Author + information
- Received April 20, 2007
- Revision received May 11, 2007
- Accepted May 23, 2007
- Published online September 4, 2007.
- ↵⁎Reprint requests and correspondence:
Dr. Geoffrey S. Ginsburg, Duke Institute for Genome Sciences and Policy, Box 3382, Durham, North Carolina 27710.
Genetic information is beginning to have a direct impact on patient care and it is important that cardiologists appreciate the value and approaches to associating genetic variation and health outcomes. Genetic associations should be based on compelling genetic and biological hypotheses and should be statistically sound so as to reduce the possibility of “false discovery” in the setting of testing multiple hypotheses. Study designs should clearly define cases and controls and measurement of phenotypes. Finally, findings should be replicated in at least 1 independent cohort. Consideration of these principles should provide insight into disease biology based on genetic findings and encourage their meaningful adoption into clinical practice.
Cardiovascular medicine is undergoing a paradigm shift from acute intervention to predictive and preventive care. The latter approach has been afforded largely through the availability of the human genome sequence and technologies that allow us to access its vast and complex information content. The enthusiasm for these new approaches, particularly genetic association studies, to predicting acute coronary syndromes, myocardial infarction, sudden death from arrhythmias, and response to commonly used cardiovascular medications needs to be tempered by a critical evaluation of data supporting their clinical validity. To this end, we believe that it is important for every cardiologist to appreciate the value and approaches to associating genetic variation and outcomes such that the true meaning of these findings can be readily assimilated into the mainstream of cardiovascular patient care.
It has been over 10 years since the Journal of the American College of Cardiology(JACC) published its first genetic association studies. At that time there was a flurry of papers on the angiotensin-converting enzyme gene insertion/deletion polymorphism and its association with idiopathic cardiomyopathy, myocardial infarction, left ventricular hypertrophy, or the lack of these (1–4).
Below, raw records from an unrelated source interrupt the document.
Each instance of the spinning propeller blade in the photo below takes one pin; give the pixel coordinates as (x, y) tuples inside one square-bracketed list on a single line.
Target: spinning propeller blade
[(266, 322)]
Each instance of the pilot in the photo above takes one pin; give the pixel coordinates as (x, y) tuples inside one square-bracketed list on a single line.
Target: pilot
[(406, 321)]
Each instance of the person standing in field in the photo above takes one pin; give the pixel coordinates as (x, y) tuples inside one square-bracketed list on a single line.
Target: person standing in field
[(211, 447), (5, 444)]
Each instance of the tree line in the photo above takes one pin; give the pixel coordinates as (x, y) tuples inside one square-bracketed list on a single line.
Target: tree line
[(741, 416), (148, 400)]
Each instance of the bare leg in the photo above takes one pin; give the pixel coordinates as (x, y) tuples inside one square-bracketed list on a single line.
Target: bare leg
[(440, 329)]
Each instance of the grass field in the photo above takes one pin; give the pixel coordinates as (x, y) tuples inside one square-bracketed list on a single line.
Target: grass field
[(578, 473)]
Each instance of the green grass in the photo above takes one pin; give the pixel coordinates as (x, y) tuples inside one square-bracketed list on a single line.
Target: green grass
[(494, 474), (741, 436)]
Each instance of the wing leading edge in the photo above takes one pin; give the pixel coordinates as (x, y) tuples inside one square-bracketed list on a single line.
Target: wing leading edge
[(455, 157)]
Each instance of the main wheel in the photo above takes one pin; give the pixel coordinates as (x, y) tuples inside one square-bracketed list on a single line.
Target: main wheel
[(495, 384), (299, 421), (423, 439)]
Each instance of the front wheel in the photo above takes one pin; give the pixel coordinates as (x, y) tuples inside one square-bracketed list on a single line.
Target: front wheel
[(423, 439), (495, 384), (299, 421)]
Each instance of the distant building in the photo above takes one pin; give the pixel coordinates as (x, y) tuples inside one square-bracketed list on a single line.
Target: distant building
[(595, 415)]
A prescient accompanying editorial stated, “The increasingly widespread availability and easy applicability of molecular genetic tools provides the research community with a formidable opportunity to, at long last, begin uncovering the heritable component of complex diseases. In many cases … these tools may not be applied with the stringency that an epidemiologic geneticist may deem appropriate. However, as long as we view the data with critical reservation … dissemination of such studies is vital to stimulate the field, to usher in new developments, and to generate new hypotheses that eventually will be tested in more robust study designs” (5). Many journals, including JACC, continue to strive toward these goals of dissemination of innovation, particularly in genetics and genomics. However, in the case of genetic studies, in our opinion, it is now time to raise the bar and increase the stringency for publication, particularly in terms of study design.
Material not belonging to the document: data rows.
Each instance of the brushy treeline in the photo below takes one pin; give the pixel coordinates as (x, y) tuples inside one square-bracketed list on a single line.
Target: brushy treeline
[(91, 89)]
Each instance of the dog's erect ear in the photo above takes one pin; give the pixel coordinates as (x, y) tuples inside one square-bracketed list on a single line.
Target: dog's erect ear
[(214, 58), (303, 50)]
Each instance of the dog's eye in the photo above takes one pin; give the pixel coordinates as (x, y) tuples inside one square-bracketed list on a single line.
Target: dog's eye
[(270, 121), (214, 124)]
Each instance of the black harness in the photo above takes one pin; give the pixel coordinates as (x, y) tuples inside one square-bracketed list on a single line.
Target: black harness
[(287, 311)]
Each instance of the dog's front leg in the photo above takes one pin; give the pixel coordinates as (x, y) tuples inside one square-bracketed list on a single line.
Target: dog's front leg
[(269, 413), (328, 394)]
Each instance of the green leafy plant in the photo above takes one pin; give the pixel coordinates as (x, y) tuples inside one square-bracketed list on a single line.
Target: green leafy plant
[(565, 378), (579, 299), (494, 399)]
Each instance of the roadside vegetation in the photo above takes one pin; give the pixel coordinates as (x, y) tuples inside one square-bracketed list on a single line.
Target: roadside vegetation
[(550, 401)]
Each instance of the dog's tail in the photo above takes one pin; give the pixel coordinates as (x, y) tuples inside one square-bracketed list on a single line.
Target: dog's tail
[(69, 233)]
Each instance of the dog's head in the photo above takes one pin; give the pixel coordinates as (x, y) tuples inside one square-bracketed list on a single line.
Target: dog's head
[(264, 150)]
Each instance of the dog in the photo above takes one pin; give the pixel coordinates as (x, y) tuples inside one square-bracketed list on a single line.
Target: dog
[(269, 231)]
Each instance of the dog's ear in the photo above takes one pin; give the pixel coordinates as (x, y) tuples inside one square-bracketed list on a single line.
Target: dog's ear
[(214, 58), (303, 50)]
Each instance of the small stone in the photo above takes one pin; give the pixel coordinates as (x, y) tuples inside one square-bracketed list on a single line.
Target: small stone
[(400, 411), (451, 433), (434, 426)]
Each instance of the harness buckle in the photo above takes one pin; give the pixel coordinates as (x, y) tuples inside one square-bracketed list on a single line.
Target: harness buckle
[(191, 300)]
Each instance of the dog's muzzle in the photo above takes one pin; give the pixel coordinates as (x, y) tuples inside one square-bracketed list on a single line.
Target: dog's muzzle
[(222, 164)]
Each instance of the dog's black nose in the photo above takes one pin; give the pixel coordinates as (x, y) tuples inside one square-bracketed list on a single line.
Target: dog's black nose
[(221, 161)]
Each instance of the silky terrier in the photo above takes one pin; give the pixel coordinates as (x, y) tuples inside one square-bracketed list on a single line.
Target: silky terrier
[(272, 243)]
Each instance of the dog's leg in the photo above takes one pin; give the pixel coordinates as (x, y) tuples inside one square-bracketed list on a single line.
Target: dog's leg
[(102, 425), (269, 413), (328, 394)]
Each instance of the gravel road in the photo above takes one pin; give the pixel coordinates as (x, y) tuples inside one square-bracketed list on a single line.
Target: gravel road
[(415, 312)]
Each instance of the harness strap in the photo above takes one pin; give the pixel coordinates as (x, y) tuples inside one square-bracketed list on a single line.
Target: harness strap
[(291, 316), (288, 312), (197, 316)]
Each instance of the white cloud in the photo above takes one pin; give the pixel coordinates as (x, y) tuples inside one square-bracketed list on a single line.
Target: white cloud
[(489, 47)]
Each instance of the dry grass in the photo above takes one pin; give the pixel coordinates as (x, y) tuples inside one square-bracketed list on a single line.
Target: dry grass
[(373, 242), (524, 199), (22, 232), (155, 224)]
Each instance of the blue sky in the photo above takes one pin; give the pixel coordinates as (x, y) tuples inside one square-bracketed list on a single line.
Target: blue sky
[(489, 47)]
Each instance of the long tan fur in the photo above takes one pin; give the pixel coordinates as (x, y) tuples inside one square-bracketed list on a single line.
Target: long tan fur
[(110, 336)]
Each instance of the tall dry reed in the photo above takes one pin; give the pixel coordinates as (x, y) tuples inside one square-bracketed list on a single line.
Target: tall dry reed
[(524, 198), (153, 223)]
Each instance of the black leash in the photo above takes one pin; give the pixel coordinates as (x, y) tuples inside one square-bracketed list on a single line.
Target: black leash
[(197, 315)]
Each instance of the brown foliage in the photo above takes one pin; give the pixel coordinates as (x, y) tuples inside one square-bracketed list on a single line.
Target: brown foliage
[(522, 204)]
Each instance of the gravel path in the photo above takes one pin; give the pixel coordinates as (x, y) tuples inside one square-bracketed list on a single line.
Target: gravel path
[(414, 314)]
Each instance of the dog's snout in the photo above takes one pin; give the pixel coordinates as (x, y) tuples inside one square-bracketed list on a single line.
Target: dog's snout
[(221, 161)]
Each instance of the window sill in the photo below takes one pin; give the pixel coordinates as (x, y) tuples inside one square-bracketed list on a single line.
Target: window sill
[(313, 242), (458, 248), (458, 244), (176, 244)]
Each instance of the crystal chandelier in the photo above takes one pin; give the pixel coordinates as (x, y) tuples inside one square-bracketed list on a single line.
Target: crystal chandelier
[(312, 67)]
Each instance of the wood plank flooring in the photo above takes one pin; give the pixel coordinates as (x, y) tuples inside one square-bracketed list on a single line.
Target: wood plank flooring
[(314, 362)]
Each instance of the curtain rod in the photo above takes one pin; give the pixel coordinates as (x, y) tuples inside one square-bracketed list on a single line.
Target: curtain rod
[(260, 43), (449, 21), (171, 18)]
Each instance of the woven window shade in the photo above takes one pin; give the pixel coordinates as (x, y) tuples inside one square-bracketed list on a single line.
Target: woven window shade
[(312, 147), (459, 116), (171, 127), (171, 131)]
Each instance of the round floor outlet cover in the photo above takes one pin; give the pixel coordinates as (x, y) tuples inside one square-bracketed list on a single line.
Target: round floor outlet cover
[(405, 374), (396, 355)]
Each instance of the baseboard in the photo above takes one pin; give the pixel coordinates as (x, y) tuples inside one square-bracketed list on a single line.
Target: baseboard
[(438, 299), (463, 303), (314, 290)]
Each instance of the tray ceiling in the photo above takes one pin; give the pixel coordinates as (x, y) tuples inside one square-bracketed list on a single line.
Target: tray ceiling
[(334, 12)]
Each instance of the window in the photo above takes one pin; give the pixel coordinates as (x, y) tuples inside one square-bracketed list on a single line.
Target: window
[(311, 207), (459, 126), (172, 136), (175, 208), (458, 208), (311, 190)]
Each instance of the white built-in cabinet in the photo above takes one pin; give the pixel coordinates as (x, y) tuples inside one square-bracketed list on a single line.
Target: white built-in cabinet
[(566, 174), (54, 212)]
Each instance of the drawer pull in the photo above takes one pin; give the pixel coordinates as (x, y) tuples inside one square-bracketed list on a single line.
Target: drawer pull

The last decade has seen seminal milestones in genetics: the complete sequencing of the human genome, the completion of HapMap, the development and enhancement of statistical analysis tools, and the banking of deoxyribonucleic acid (DNA) from large populations. Today, with genotyping a mere commodity and many clinical researchers collecting DNA routinely as part of longitudinal cross-sectional studies and clinical trials, one can easily envision a deluge of single gene/single nucleotide polymorphism (SNP) studies to generate new hypotheses of the type envisioned by Lindpaintner and Pfeffer (5). It is most certainly true that some reported “positive” associations are the result of false discovery, and concomitantly there is a negative publication bias that ensues because the vast majority of “negative” associations are not reported on at all.
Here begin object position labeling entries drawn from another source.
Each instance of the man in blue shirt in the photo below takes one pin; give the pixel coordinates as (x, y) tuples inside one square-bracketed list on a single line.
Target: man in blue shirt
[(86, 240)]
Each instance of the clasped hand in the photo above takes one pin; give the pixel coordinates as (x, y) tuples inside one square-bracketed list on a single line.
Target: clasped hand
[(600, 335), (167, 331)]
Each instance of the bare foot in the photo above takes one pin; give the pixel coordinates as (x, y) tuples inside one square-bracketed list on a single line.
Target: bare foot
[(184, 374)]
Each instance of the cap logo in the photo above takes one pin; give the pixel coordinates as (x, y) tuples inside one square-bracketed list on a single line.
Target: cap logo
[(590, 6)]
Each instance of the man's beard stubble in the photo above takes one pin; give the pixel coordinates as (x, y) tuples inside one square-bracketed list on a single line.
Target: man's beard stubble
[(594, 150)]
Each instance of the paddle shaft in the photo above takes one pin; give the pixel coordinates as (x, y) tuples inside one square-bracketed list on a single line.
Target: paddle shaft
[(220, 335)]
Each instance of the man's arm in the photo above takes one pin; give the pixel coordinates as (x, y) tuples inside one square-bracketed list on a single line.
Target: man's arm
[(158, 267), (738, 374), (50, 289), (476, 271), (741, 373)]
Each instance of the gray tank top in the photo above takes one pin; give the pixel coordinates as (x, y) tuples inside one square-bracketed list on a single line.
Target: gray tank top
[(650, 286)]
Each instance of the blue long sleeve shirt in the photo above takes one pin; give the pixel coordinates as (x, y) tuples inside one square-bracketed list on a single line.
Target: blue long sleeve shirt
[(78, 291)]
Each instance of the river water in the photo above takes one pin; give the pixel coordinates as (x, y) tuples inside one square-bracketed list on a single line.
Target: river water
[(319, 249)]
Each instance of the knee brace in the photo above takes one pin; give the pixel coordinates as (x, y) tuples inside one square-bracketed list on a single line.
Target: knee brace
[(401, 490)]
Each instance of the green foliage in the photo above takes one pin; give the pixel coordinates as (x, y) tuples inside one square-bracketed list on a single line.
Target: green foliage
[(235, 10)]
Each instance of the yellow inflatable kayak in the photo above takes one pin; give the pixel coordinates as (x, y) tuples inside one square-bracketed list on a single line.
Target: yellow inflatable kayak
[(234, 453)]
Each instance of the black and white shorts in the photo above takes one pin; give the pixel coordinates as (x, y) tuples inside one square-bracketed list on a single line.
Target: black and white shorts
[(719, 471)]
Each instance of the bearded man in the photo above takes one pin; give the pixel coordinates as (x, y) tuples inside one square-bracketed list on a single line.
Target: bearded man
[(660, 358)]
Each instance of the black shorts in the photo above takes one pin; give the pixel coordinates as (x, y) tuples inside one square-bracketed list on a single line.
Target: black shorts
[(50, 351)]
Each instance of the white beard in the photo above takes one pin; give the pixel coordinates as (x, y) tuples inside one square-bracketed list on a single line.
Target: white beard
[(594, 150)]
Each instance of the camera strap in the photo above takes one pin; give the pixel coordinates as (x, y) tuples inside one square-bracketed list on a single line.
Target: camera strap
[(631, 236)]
The cardiovascular literature is now robust with positive genetic association studies (6), but few have become clinically meaningful. Many have failed to replicate outside the original study, and for others replication has not been attempted. Many reasons exist for failure to replicate, particularly for complex polygenic disorders, including inappropriate SNP selection, failure to account for confounding variables, lack of sufficient power in replication cohorts, analyses in inappropriate subgroups, and genetic and phenotypic heterogeneity. Invaluable resources have gone into procuring DNA from patients, SNP detection, genotyping, analysis, and publication, the latter raising false hopes and expectation for a novel tool that will benefit patients and make physicians’ diagnostic and therapeutic acumen more precise. Moreover, as a result of some of these errant studies, the “hype” of genetics’ potential contribution to medicine now casts a shadow on its real opportunity to change the field. We believe that there is now a need for higher standards and greater uniformity in the design of studies in pursuit of novel genetic susceptibility loci for cardiovascular diseases and that, if they adopt these standards, studies will be more likely to contribute to the field of cardiovascular health care.
Both readers and authors of genetic association studies should look for certain features in the evaluation of these studies and in deciding whether the “take-home message” is one that is of potential clinical import.
Association studies should be based on a compelling genetic hypothesis
If the study is not the first to examine a variant or set of variants at a particular locus, all the previous genetic studies of this locus should be summarized as they relate to the specific phenotype under study. If it is the first study of a gene, supporting biological data that makes the gene a good candidate should be outlined. Good candidate genes will have multiple lines of evidence to support a possible role in disease, including, but not limited to, expression in the appropriate tissue, differential expression in experimental models of disease/normal tissue, phenotypes of transgenic or knockout animals, and so forth, or a location consistent with previous linkage or whole-genome association study results. Although the gene is not required to be a positional candidate, the chromosomal location of the gene and whether it is consistent with linkage or whole-genome association hits should be provided. Even in whole-genome association studies that are inherently unbiased, a biological hypothesis for selection of the gene or genes further evaluated on the basis of the study should be clearly formulated.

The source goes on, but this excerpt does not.